Ortak açıklamayı okuyan SES Okmeydanı Eğitim ve Araştırma Hastane Temsilcisi Nilgün Şeşen Öncül, uzun zamandır “can güvenliği olmadan sağlık hizmeti sunulamaz” dediklerini belirterek sağlıkta şiddeti doğuran sebepleri ortadan kaldırmaya dönük talepleri yineledi. Öncül, “Sağlık alanını yap-boz tahtasına çeviren Sağlıkta Dönüşüm Programı sağlık alanını ticarileştirmiş, vatandaşı müşteri, hastaneleri kar-zarar mantığıyla yönetilen kurumlar haline getirmiş, iplik iplik dökülen bir sağlık ortamı içinde sağlık çalışanları her tür olumsuzluğun sebebi olarak görülen hedef tahtalarına dönüştürülmüştür” dedi.

“Günde 31 sağlık çalışanı şiddete maruz kalıyor”

Sağlıkta Dönüşüm Programı ile sağlık çalışanlarının güvenliğinin gözardı edildiğini söyleyen Öncül, resmi verilere göre Türkiye’de her gün 31 sağlık çalışanının şiddete maruz kaldığını şunları söyleyerek aktardı:

Bakabileceğinin çok üstünde hasta muayene eden, tutabileceğinden daha fazla nöbet tutmak zorunda kalan, her türlü olumsuz şartlarda görev yapmaya çalışan, gece gündüz demeden fedakarca mesleğini icra etmeye çalışan sağlık çalışanlarının sebep ne olursa olsun sözlü ve fiziksel şiddete maruz kalmasını kesinlikle kabul etmiyoruz. Türk Tabipleri Birliği’nce hazırlanan ve Türk Ceza Kanunu’na bu konu ile ilgili bir madde eklenmesini içeren ‘Sağlıkta Şiddet Yasa Tasarısı’nın bir an önce yasalaşması talebimizi yineliyor, yetkilileri bir an önce akılcı, yapısal adımlar atmaya davet ediyoruz.

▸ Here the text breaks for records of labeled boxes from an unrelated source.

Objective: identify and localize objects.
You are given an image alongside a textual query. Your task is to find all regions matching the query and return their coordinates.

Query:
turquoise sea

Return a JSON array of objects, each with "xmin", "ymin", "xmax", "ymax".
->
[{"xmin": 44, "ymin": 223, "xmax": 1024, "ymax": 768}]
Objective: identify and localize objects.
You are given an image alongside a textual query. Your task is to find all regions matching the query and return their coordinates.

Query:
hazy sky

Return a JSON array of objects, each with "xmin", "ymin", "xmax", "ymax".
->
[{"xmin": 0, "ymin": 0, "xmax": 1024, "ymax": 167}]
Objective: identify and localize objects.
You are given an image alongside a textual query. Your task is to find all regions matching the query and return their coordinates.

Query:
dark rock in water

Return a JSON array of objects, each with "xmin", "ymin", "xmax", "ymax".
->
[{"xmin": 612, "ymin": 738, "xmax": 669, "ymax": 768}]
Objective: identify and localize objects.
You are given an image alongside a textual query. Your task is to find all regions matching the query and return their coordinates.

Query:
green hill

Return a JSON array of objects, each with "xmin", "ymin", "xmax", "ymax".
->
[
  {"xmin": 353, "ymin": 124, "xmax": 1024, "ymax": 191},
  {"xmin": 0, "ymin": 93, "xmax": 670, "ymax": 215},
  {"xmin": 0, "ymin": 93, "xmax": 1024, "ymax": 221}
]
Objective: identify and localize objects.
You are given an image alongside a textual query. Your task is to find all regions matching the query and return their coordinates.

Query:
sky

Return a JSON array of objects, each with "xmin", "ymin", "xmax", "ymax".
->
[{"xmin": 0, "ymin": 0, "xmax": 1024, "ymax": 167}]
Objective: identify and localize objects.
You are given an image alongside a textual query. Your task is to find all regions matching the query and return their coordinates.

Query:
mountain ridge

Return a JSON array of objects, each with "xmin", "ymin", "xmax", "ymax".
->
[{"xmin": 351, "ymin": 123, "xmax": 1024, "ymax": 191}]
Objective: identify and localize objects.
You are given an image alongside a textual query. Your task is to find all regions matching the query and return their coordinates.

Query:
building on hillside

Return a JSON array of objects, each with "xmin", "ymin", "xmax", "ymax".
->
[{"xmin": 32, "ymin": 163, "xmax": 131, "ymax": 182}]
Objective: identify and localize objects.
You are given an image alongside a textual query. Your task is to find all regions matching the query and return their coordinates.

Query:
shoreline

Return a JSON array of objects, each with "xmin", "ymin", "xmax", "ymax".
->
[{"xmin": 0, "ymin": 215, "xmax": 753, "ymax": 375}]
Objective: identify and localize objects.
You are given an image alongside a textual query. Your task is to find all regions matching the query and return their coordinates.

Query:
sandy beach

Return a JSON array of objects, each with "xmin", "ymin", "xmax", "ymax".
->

Sağlık ortamını para kazanılan hizmet sektörüne dönüştürenler, sağlık çalışanlarını iş güvencesinden yoksun, güvenliksiz ortamlarda, performansa dayalı, gece gündüz demeden çalıştırıp her türlü şiddete maruz bırakanlar, artık bu politikalarından vazgeçmelidir.